Deep Belly Breathing: Connecting to Life

Here is a short 5-minute recording leading you in a Deep Belly Breathing Meditation. You can learn more about the benefits of deep belly breathing – also called DBB. I ask that you practice the technique described below, then participate in my meditation.

Excerpt from my Beginning Meditation QuickStart Guide: How to Practice Deep Belly Breathing (DBB)…

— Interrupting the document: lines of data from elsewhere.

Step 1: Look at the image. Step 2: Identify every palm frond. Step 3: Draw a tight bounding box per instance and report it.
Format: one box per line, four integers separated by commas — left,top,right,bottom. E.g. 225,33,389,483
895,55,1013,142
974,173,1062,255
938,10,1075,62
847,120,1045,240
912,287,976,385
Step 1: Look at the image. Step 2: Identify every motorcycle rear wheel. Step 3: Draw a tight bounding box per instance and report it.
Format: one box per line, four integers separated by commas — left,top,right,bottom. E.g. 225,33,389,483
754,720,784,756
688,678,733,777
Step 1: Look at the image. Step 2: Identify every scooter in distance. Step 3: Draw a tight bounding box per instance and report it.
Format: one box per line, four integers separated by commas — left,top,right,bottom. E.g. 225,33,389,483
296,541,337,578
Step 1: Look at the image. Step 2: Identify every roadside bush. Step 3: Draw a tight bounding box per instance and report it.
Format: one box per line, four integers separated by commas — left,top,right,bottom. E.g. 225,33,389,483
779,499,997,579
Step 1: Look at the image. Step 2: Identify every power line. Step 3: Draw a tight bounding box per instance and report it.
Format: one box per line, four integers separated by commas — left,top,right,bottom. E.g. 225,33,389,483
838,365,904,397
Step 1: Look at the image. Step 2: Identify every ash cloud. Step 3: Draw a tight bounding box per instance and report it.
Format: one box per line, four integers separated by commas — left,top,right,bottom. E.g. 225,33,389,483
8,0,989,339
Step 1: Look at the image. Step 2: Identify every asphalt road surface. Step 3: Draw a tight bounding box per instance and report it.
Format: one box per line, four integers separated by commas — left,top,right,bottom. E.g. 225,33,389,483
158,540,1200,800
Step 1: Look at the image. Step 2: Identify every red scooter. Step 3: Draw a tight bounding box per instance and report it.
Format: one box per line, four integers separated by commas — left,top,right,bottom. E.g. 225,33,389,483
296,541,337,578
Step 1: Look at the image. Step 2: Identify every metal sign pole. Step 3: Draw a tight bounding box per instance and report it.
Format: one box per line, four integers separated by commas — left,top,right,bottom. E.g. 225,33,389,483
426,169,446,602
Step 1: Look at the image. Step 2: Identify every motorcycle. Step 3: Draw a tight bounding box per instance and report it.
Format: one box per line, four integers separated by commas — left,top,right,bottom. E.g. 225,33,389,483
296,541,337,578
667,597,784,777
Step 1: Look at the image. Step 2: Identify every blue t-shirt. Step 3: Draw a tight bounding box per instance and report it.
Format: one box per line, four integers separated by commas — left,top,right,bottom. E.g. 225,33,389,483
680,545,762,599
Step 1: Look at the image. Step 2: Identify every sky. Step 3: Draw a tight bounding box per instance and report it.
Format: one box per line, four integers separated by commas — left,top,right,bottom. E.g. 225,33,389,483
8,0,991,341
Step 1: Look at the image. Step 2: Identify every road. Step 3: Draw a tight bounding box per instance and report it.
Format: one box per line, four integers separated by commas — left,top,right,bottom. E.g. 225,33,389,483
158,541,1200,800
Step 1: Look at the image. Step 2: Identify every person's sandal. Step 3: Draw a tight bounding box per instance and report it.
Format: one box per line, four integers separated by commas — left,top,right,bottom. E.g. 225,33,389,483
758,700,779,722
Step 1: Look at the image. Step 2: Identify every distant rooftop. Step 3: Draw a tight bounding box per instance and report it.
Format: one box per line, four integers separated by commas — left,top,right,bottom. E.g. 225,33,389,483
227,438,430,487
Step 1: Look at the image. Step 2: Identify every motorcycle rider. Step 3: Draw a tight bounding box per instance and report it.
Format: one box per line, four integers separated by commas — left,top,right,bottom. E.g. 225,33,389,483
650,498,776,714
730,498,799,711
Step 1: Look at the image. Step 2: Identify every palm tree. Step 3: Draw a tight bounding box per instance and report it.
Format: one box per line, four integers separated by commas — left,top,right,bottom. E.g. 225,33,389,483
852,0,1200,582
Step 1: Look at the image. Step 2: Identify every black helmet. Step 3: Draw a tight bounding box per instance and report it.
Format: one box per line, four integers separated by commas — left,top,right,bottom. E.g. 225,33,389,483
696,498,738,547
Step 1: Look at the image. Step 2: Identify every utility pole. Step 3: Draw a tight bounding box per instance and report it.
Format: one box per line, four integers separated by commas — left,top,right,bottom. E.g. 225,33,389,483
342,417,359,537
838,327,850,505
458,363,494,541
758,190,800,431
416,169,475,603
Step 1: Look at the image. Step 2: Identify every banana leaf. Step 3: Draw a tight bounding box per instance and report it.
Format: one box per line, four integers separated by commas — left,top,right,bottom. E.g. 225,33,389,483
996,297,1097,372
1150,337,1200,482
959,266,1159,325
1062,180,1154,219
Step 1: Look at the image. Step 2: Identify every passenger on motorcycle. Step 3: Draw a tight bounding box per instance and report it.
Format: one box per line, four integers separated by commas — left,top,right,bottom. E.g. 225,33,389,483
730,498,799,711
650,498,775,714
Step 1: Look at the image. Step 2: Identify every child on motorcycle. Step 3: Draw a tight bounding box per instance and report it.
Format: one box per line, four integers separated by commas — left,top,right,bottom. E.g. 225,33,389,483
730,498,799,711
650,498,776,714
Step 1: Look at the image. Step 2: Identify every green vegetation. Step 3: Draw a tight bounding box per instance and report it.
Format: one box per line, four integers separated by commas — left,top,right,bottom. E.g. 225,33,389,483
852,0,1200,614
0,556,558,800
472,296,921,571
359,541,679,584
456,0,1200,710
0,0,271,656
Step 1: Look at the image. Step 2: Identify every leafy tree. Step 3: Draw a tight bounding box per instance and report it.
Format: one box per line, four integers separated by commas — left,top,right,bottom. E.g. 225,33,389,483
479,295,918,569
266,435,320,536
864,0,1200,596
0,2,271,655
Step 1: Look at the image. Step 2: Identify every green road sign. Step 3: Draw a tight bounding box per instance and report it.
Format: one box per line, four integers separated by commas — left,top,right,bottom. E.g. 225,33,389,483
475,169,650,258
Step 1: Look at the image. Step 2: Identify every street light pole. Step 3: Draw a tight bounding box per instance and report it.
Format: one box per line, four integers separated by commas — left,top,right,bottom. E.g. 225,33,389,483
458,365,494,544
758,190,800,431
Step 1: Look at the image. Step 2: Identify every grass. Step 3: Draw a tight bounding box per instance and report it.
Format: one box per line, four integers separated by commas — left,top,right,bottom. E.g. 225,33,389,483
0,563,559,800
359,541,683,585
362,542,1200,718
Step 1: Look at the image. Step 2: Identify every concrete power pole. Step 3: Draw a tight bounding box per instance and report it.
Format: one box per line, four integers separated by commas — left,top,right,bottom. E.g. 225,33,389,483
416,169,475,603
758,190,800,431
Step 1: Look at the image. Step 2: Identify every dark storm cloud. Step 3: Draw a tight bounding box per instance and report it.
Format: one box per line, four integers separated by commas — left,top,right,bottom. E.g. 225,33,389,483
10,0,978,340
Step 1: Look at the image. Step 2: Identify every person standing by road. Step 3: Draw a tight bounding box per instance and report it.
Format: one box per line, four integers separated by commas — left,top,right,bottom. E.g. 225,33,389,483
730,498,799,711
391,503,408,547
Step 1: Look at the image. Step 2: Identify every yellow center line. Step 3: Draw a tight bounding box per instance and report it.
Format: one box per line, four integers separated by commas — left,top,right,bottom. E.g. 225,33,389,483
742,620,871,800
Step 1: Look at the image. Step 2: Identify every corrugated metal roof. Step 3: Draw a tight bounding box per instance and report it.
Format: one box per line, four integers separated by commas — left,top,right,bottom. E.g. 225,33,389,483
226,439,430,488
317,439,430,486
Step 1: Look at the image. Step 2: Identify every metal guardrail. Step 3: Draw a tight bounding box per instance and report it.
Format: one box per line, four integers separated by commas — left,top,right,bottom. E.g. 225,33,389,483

Practice Belly Breathing or the complete breath. This is deep abdominal breathing that involves filling the lungs completely using the entire respiratory system. Deep belly breathing delivers significantly more oxygen to your bloodstream which is critical to your body’s ability to convert energy for the body to use. The complete breath is best practiced in a comfortable seated position with an erect spine. Begin by relaxing the abdomen. Place one hand on the belly and the other on the chest. Inhale deeply, allowing the shoulders to relax down the back and the belly to push out against the hand. This is the diaphragm pulling down on the lungs as they fill completely with air. The chest expands passively as the breath fills it. The hand on the chest will rise slightly as the chest expands; however, the shoulders stay put. On the exhale, mindfully contract the belly and slowly empty all the air out from the lungs. Practice this for a few minutes before you meditate and strive to use this technique during your meditation.